参考: ディスプレースメント付きレジスタ間接指定
下記は,上記のプログラムを少し変更した例だ。
EDXの初期値は0で,ループの中で 0, 4, 8, 12, ... という値をとる。
add ebx, [data1 + edx]
で,「data1からEDXバイト後ろ」の値が読み出されて加算される。
[data1 + edx]
のような指定を「ディスプレースメント付きレジスタ間接指定」と言う。data1が「ディスプレースメント(変位量)」だ。
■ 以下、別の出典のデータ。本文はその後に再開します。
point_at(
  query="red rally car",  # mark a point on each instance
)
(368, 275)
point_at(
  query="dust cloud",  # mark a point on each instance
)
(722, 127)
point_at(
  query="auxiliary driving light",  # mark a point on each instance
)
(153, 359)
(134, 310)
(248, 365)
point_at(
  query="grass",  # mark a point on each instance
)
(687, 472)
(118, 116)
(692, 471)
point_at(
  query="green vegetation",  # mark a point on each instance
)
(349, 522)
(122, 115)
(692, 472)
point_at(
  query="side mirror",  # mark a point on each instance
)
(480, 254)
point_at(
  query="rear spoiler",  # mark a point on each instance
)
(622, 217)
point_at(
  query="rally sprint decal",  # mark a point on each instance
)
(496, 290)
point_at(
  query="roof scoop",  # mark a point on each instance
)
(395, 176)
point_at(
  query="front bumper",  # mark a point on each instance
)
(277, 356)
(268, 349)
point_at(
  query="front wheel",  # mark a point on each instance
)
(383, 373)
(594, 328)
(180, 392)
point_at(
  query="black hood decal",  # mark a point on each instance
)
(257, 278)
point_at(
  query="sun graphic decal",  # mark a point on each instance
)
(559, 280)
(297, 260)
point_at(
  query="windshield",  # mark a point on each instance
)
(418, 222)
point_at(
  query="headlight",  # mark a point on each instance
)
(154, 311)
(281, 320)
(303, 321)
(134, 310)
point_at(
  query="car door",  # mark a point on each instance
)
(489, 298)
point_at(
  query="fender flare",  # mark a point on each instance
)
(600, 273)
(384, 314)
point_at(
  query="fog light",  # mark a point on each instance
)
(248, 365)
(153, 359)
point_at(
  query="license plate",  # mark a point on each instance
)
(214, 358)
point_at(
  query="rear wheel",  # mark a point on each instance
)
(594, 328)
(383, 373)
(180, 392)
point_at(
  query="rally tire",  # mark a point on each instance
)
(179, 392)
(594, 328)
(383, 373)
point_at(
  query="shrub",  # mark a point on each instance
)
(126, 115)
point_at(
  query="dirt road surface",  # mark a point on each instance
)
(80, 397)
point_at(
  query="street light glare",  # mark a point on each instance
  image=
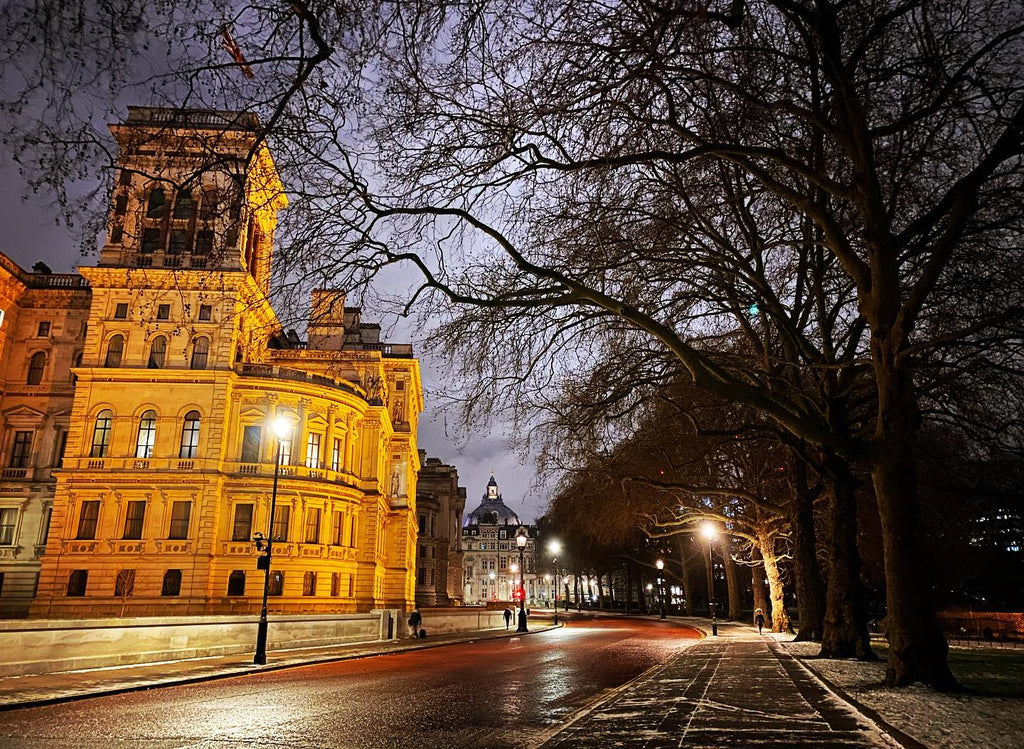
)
(282, 426)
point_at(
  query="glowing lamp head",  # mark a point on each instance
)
(282, 427)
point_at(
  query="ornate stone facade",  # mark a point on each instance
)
(169, 463)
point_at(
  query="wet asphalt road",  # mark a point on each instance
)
(499, 693)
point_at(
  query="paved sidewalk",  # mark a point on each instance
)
(736, 690)
(18, 692)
[edx + data1]
と書いてもよい。
; data1から始まる5数の和を計算
section .text
global _start
_start:
mov edx, 0 ; データ読み出し位置の初期化
mov ecx, 5 ; データ数
mov ebx, 0 ; 累算器の初期化
loop0:
add ebx, [data1 + edx] ; 累算器に加算
add edx, 4 ; 次のデータの番地
dec ecx
jnz loop0 ; 残りデータ数 > 0 ならloop0に戻る
mov eax, 1 ; システムコール番号
int 0x80 ; exitシステムコール
data1: dd 123, 57, 11, 13, 17
[data1 + 4]
と [data1 + edx]
は,アセンブリ言語上の表記は似ているが,扱いは全く別だ。
前者の +
は,アセンブル時に計算されて,計算結果の定数が機械語命令の中に出力される。
後者は「ディスプレースメント付きレジスタ間接指定という種類の機械語命令」として,data1の値とレジスタ番号の両方が機械語命令の中に出力される。
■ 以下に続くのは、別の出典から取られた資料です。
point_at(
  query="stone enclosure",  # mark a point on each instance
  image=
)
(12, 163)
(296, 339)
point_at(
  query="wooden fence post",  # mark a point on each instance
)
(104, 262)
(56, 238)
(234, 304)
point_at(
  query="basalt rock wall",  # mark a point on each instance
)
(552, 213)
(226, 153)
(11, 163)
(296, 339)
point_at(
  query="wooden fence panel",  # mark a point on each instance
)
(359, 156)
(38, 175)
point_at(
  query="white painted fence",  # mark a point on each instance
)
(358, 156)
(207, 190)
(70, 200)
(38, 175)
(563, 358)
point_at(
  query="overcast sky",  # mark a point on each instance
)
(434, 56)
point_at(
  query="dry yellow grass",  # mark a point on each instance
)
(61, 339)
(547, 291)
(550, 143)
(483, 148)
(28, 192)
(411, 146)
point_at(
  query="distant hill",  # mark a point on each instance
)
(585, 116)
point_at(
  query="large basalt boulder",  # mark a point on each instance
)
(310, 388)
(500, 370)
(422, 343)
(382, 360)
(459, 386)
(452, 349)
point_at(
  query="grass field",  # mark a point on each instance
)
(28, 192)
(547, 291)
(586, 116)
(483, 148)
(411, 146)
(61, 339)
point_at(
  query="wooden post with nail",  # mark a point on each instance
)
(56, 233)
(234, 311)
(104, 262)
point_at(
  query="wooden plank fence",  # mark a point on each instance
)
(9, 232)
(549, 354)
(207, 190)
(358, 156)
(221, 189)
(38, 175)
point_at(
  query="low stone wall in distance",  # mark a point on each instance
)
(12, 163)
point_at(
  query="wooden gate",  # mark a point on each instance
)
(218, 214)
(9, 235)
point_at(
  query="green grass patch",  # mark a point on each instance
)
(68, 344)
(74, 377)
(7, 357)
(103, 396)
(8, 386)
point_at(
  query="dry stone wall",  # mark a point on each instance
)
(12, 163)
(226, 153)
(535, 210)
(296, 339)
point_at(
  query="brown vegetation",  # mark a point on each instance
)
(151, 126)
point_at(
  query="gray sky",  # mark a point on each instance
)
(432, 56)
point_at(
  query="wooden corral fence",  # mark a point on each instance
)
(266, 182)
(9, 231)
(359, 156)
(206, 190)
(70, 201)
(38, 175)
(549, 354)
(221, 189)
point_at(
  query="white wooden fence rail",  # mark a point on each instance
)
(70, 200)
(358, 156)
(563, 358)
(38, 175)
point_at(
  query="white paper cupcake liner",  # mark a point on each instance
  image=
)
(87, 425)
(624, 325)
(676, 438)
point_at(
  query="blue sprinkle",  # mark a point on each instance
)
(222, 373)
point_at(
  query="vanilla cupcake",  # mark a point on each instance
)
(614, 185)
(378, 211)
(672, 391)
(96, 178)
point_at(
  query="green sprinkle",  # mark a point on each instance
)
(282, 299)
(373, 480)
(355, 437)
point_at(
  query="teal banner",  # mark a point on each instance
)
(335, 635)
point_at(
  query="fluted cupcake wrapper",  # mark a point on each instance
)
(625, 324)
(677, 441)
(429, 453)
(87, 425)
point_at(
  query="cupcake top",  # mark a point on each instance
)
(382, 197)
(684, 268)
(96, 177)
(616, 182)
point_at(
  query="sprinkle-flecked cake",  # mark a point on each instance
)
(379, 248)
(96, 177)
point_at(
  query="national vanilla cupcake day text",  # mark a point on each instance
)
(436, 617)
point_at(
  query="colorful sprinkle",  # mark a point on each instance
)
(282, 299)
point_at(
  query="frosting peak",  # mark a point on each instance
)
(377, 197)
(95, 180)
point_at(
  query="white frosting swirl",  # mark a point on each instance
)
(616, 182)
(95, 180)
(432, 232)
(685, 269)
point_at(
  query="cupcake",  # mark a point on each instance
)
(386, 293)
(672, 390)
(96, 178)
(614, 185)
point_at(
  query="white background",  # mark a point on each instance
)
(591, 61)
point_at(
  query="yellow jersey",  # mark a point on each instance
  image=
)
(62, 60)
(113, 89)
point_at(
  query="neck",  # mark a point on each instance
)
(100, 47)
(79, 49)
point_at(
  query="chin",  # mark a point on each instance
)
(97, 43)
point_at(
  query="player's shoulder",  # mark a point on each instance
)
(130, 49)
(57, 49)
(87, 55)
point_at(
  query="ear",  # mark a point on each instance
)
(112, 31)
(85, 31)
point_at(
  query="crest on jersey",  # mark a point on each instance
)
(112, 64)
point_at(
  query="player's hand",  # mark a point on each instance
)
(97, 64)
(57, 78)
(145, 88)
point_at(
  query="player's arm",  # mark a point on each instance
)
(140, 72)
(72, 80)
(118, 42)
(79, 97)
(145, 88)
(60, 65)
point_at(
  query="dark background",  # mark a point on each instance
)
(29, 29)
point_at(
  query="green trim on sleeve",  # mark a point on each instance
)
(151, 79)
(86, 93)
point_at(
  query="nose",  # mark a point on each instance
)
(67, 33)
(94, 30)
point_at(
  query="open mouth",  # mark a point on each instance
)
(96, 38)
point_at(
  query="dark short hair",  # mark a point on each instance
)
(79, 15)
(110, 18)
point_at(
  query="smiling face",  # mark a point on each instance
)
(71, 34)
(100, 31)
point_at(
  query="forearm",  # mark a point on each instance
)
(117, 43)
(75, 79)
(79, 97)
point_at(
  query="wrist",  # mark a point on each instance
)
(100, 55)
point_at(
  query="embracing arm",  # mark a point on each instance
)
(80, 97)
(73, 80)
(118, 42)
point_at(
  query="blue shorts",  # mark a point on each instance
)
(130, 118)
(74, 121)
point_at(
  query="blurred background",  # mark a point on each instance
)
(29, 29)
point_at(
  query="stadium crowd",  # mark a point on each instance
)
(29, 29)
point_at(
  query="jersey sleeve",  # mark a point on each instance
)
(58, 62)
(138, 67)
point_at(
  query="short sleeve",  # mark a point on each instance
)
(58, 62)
例えば以下の4命令をアセンブルし,結果を逆アセンブルすると,下記のようになる。
add ebx, [data1]
add ebx, [data1 + 4]
add ebx, [edx]
add ebx, [data1 + edx]
8048060: 03 1d 74 80 04 08 add ebx,DWORD PTR ds:0x8048074
8048066: 03 1d 78 80 04 08 add ebx,DWORD PTR ds:0x8048078
804806c: 03 1a add ebx,DWORD PTR [edx]
804806e: 03 9a 74 80 04 08 add ebx,DWORD PTR [edx+0x8048074]
[data1]
と [data1 + 4]
は,参照する番地が違うだけで,同じ機械語命令に翻訳されている。
番地の指定方法は機械語命令の第2バイトで表され,使用するレジスタ番号も第2バイトに格納されている。
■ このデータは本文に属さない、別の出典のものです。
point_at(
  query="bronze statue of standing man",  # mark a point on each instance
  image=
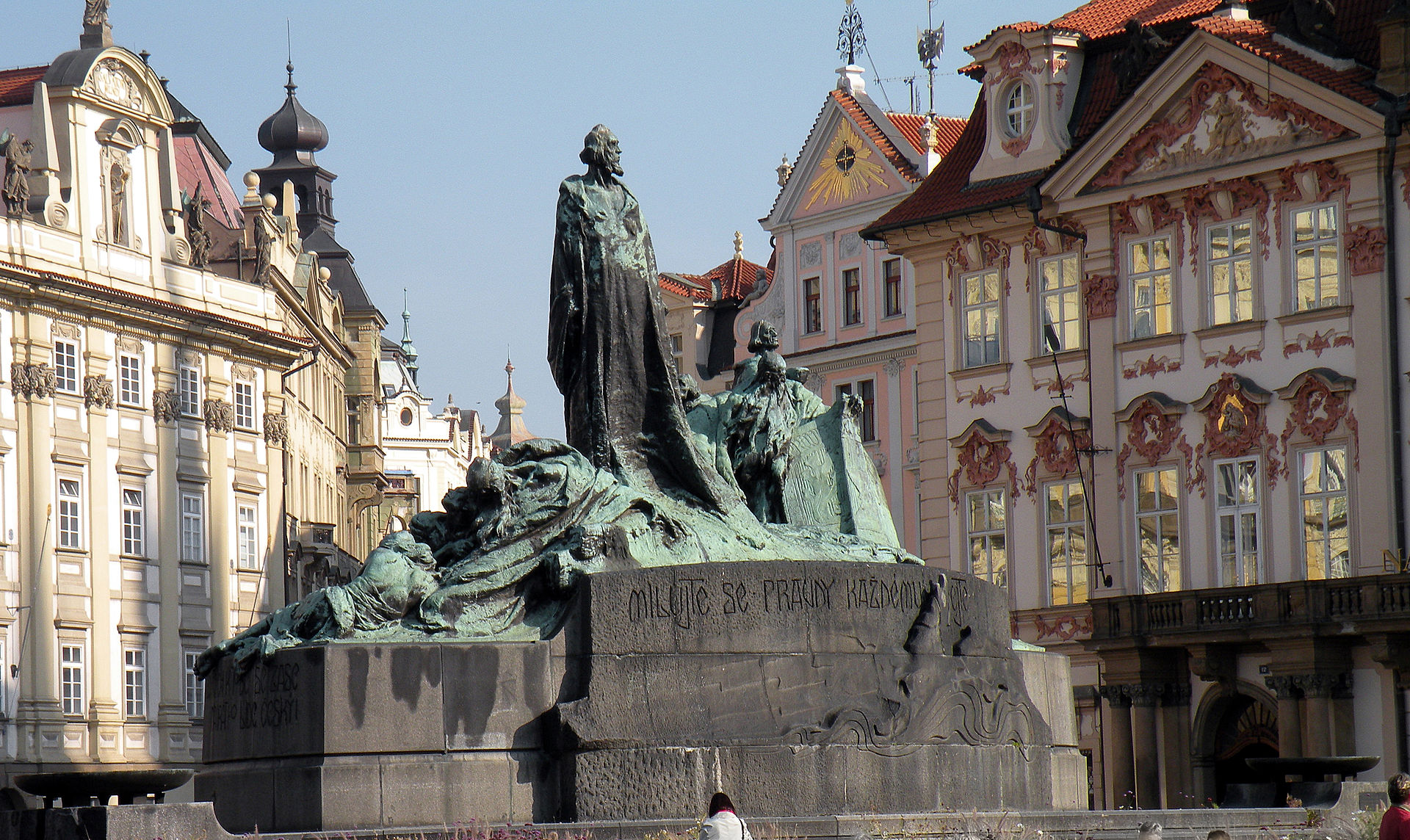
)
(607, 344)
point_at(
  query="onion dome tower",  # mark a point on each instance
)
(292, 134)
(511, 429)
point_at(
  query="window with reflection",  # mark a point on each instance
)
(1316, 257)
(1326, 512)
(980, 316)
(1066, 524)
(1158, 529)
(1237, 509)
(1151, 286)
(986, 529)
(1229, 264)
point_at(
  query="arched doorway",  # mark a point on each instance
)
(1234, 723)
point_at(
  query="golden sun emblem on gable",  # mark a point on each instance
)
(846, 168)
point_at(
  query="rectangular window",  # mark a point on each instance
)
(192, 527)
(811, 306)
(133, 533)
(195, 688)
(1317, 257)
(1230, 269)
(852, 297)
(247, 542)
(987, 532)
(189, 384)
(1066, 522)
(67, 367)
(70, 678)
(892, 278)
(134, 682)
(1151, 283)
(1237, 509)
(979, 314)
(245, 405)
(1158, 529)
(1060, 306)
(1326, 515)
(70, 519)
(130, 380)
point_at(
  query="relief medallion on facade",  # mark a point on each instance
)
(1320, 405)
(1218, 119)
(1154, 432)
(982, 458)
(1235, 424)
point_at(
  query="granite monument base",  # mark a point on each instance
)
(809, 688)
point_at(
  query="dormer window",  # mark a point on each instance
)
(1019, 112)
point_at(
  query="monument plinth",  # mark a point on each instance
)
(811, 688)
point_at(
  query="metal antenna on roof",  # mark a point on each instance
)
(930, 46)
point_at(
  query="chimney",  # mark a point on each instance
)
(1393, 75)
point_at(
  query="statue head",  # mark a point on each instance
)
(601, 150)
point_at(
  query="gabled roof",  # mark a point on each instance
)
(735, 280)
(948, 191)
(1257, 37)
(195, 164)
(341, 275)
(18, 85)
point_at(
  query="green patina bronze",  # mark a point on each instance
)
(653, 472)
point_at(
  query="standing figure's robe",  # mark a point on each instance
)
(608, 350)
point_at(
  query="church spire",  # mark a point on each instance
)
(511, 429)
(408, 349)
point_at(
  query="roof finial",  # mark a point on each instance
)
(850, 38)
(96, 30)
(408, 349)
(288, 67)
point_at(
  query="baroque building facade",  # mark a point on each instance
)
(1161, 314)
(845, 311)
(174, 355)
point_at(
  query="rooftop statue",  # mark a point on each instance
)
(653, 472)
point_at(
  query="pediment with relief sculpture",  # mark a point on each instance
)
(1217, 119)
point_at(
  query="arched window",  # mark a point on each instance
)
(1019, 110)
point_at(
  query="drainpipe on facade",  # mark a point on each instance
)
(283, 490)
(1393, 87)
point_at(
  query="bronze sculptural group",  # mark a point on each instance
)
(653, 472)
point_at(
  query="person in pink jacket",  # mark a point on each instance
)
(723, 822)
絶対番地指定やディスプレースメント付きレジスタ間接指定の場合,番地またはディスプレースメントの値がその後に続く。
後の章で [esp + 8]
,[esp + 12]
といった記述を使うが,これもディスプレースメント付きレジスタ間接指定だ。ESPが指す番地から8バイトまたは12バイト離れた主記憶内領域からデータを読み出すときに使う。
書き込み可能データ領域
下記のプログラムは,data1を先頭番地とする3つの32ビット数に対して加減算を行い,結果をdata2が指す番地に書き込む。
mov [data2], eax
のように,ディスティネーションオペランドを主記憶内領域にすれば,その領域に数値が書き込まれる。
data2が指す記憶領域も,レジスタと同じように,数値を書き込んだり,値を計算に使ったりすることができる(レジスタ不足を解決できる)。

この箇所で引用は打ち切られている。